A conservative court’s liberal swing
In its 10th year under Chief Justice Roberts, the court remains essentially a conservative body. But you wouldn’t know it from this year’s highest profile cases. Of the top 10 decisions of the term, analysts classify eight as liberal victories. Only two of the top 10 decisions are said to embrace a conservative approach.
This pendulum-like movement at the court between liberal and conservative rulings is due in large part to Justice Kennedy’s position at or near the center of the nine-member court.
He is, thus, frequently positioned to cast the fifth and deciding vote in controversial cases.
The chief justice has also occasionally swung over to join the liberal wing in high profile cases, as both he and Kennedy did in the Obamacare decision.
Despite that exception, Kennedy’s power to singlehandedly decide major cases was on full display this term.
He provided the deciding vote in a ruling that an independent commission formed in Arizona by ballot initiative did not violate the Constitution’s “elections clause.”
The decision is a major victory for election reform advocates. It upholds similar commissions in six other states and gives a green light to otherslooking for ways to reduce the involvement of partisan politics in drawing election districts.
Kennedy also swung over to join his liberal colleagues in a redistricting case in Alabama. In that case the court agreed to keep alive a challenge to a voting map drawn by the Republican-controlled state legislature. Minority groups charged the map illegally undercut black voting clout in the state.
Kennedy also played a key role in holding off an effort by the court’s conservatives to bar the use of so-called disparate impact discrimination claims under the Fair Housing Act.
The case marked the third time in recent years that the court’s conservatives had sought to take up a case to strike down the disparate impact approach under the FHA.
The disparate impact theory of discrimination permits lawsuits when a statistical analysis shows that minorities suffer disproportionate harm from a particular policy – even when that policy is racially neutral.
Instead of joining the conservatives, Kennedy sided with the liberal wing and wrote the majority opinion upholding disparate impact lawsuits under the FHA, but also seeking to impose limits on such suits when they might lead to racial quotas.

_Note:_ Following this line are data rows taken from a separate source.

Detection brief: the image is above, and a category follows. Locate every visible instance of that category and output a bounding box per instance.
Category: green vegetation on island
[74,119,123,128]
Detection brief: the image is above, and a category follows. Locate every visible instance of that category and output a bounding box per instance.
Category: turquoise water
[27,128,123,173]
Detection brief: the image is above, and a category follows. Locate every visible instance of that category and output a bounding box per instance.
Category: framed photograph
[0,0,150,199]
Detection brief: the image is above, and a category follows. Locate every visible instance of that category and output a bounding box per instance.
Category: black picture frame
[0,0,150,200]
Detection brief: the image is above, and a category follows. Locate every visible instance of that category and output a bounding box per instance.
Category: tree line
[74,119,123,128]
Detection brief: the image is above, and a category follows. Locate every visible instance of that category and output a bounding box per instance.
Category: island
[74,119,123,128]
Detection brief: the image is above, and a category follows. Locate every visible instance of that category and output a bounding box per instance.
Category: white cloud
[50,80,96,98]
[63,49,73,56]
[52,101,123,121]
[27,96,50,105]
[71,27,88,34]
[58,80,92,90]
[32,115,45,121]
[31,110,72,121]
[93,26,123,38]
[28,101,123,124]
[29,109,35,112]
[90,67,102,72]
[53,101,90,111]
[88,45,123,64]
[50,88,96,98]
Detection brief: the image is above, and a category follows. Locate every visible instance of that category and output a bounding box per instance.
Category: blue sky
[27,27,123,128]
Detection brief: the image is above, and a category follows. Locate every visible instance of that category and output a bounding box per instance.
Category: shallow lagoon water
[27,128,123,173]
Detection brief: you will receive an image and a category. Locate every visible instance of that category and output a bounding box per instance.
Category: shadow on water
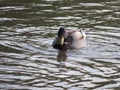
[0,0,120,90]
[57,50,67,71]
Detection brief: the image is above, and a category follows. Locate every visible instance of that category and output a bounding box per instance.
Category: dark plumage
[52,28,86,50]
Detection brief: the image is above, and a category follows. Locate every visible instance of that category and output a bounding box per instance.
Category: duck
[52,27,86,50]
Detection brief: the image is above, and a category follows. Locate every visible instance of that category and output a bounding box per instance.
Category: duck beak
[60,36,64,45]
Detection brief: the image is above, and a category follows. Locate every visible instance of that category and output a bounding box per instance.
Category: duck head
[58,28,68,45]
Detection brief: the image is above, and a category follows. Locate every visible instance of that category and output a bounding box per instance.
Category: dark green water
[0,0,120,90]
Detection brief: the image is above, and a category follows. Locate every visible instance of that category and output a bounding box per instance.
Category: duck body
[52,28,86,50]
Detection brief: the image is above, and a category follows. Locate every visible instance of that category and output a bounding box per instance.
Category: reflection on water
[0,0,120,90]
[57,50,67,62]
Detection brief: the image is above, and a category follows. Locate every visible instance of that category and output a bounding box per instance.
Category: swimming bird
[52,27,86,50]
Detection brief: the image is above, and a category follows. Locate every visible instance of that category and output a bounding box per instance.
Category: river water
[0,0,120,90]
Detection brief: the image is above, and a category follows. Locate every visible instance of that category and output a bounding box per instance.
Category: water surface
[0,0,120,90]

Apart from the string of liberal wins, the high court produced two conservative victories among the term’s top cases. Both were made possible by the swing vote of Kennedy.
In one, the court ruled that the Environmental Protection Agency must take the cost of compliance into account when considering whether to regulate toxic air pollutants emitted from coal- and oil-fired power plants.
In the second conservative victory, the court upheld Oklahoma’s use of the drug midazolam as part of its three-drug lethal injection protocol despite the involvement of that same drug in three botched executions last year.
Again, with Kennedy’s support, the court said three Oklahoma death row inmates had failed to prove that the state’s use of midazolam presented an intolerable risk that the condemned prisoners would suffer severe pain during the execution process.
The case was important because capital punishment abolitionists have been working to dry up the availability of certain drugs used in lethal injections. The ruling will make it easier for states like Oklahoma to continue to use midazolam, and to continue carry out executions.
The case is also notable because two liberal justices, Stephen Breyer and Ruth Bader Ginsburg, announced that they believe the time has come to declare the death penalty unconstitutional.
That announcement is expected to trigger a new round of litigation in death penalty cases with an eye toward bringing a dispute to the high court that might facilitate a decision striking down capital punishment throughout the US. As in most other high profile cases, the outcome in that one would likely, once again, come down to the vote of Justice Kennedy.